第28章 すれ違う心
「…では、ナルトはお任せします。私は任務があるし、千鳥のこともあるので」
自来也にそう断ると、カカシはサクラの元へ来て、泣き止まぬ彼女に笑いかけた。
「サクラ。大丈夫、またすぐ昔みたいになれるさ。元気だせ」
いつもと変わらぬその笑顔に安心したのか、はたまた張っていた気が抜けたのか、サクラは更に大粒の涙を零す。
あらら、と苦笑しながら困ったように頭を掻くと、カカシはリエに目を向け、ゆっくりと歩み寄った。
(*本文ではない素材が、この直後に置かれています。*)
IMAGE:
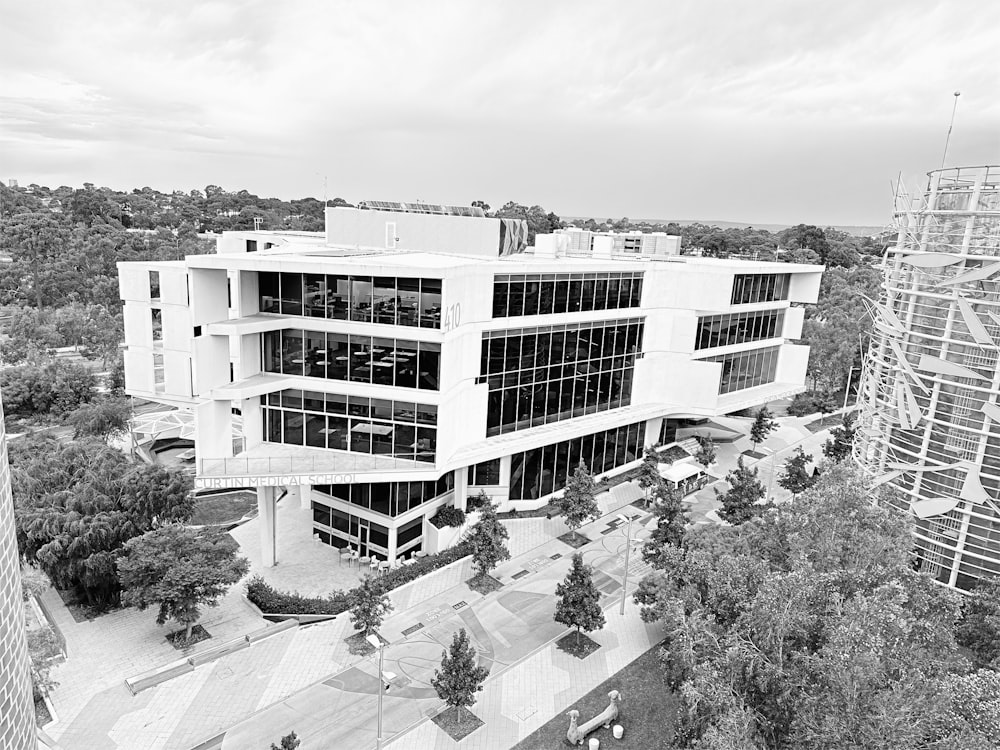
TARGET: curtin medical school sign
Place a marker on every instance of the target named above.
(288, 480)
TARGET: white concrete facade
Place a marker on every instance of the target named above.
(218, 352)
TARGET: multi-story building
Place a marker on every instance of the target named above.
(17, 709)
(405, 359)
(930, 421)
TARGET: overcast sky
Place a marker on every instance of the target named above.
(760, 112)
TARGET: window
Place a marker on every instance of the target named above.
(387, 300)
(750, 289)
(358, 424)
(543, 294)
(738, 328)
(539, 472)
(541, 375)
(486, 474)
(360, 359)
(742, 370)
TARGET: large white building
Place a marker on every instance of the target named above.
(930, 402)
(405, 360)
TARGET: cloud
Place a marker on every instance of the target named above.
(687, 109)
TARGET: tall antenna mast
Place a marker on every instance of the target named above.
(950, 126)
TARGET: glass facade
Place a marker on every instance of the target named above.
(542, 375)
(370, 299)
(360, 359)
(400, 429)
(485, 474)
(545, 294)
(749, 288)
(738, 328)
(542, 471)
(742, 370)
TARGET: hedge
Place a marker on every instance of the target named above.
(270, 601)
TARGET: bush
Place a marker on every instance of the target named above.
(811, 402)
(273, 602)
(448, 515)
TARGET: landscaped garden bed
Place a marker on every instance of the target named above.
(270, 601)
(646, 711)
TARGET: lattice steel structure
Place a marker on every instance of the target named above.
(17, 710)
(929, 426)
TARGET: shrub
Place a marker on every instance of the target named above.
(273, 602)
(448, 515)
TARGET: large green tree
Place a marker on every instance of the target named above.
(77, 504)
(806, 627)
(180, 570)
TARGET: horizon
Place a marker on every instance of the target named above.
(776, 113)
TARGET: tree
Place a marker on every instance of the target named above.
(649, 470)
(577, 504)
(77, 504)
(744, 491)
(841, 441)
(488, 540)
(796, 478)
(369, 604)
(671, 519)
(979, 629)
(578, 602)
(763, 425)
(459, 678)
(107, 417)
(180, 570)
(706, 451)
(288, 742)
(807, 627)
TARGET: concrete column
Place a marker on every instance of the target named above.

「リエ、サスケのことはとりあえず俺に任せて。あいつが帰って来たら、笑って迎えてやってよ。ね」
「……はい」
暗い顔で俯くリエを安心させるように、ポンポンと優しく頭を撫でてくれるカカシの優しさに、思わず涙が出た。
「サスケを、お願いします……」
リエの震える肩に手を置くと、大丈夫と言わんばかりにカカシはにっこりと笑って瞬身で去って行った。
サスケとすれ違っているのは、ナルトだけじゃない。
リエも、同じだ。
ずっと胸の内にしまったままだったイタチに対する気持ち。
サスケと間逆な、変えられない思い。
言葉にしたら、この関係が崩れてしまいそうで、怖くて。
言わなくてもきっと、サスケはわかっている。
そうやって、逃げ続けた。
イタチの存在は自分にとっても、サスケにとっても大きすぎて、いつまでも避けていられる問題ではないというのに。
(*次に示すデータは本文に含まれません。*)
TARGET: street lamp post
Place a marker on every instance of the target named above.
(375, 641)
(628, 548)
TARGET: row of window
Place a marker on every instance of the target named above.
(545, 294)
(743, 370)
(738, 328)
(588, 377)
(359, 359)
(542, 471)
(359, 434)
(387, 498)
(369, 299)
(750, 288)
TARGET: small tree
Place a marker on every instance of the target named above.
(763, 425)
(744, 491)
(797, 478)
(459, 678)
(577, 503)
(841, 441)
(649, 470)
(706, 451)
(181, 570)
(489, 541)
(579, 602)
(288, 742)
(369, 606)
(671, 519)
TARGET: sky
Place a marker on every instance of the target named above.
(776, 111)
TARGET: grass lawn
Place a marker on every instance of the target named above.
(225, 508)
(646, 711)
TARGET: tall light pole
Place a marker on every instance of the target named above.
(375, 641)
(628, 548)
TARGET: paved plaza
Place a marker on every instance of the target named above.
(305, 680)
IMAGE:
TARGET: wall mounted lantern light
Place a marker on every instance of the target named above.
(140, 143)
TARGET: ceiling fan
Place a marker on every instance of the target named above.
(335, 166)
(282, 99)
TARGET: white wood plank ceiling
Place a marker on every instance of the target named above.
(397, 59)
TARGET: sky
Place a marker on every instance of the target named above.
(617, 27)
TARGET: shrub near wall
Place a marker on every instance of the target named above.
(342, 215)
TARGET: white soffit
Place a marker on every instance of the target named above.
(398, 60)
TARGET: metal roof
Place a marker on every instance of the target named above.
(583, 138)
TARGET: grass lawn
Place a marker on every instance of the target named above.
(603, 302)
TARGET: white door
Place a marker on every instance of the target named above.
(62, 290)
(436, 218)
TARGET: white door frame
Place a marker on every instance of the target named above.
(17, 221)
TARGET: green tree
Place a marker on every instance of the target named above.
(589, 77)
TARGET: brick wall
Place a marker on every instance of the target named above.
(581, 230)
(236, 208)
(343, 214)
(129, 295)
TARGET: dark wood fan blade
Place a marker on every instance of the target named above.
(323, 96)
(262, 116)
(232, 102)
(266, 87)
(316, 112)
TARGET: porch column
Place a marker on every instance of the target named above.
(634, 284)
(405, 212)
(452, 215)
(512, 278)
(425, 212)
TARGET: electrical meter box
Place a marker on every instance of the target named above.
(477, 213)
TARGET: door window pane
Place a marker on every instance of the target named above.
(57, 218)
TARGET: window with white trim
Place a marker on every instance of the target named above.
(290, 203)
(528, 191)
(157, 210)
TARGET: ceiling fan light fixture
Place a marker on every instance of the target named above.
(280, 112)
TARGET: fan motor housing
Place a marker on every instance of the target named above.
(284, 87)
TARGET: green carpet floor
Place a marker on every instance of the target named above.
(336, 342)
サスケの心の中に渦巻くものは、何も解消されていない。
それどころか、イタチに再会してから格段に大きくなったサスケの中の闇。
思いをぶつけていれば、きちんと話していれば、何か変わったのだろうか。
目覚めてから、サスケは一度も目を合わせてくれなかった。
初めて、あからさまに拒絶された。
彼を失いたくないのに、傍にいたいのに、その気持ちと裏腹にどんどん彼が遠ざかっているような気がして
悲しくて、情け無くて、涙が止まらなかった。
きっとサスケには、今のリエの言葉は届かない。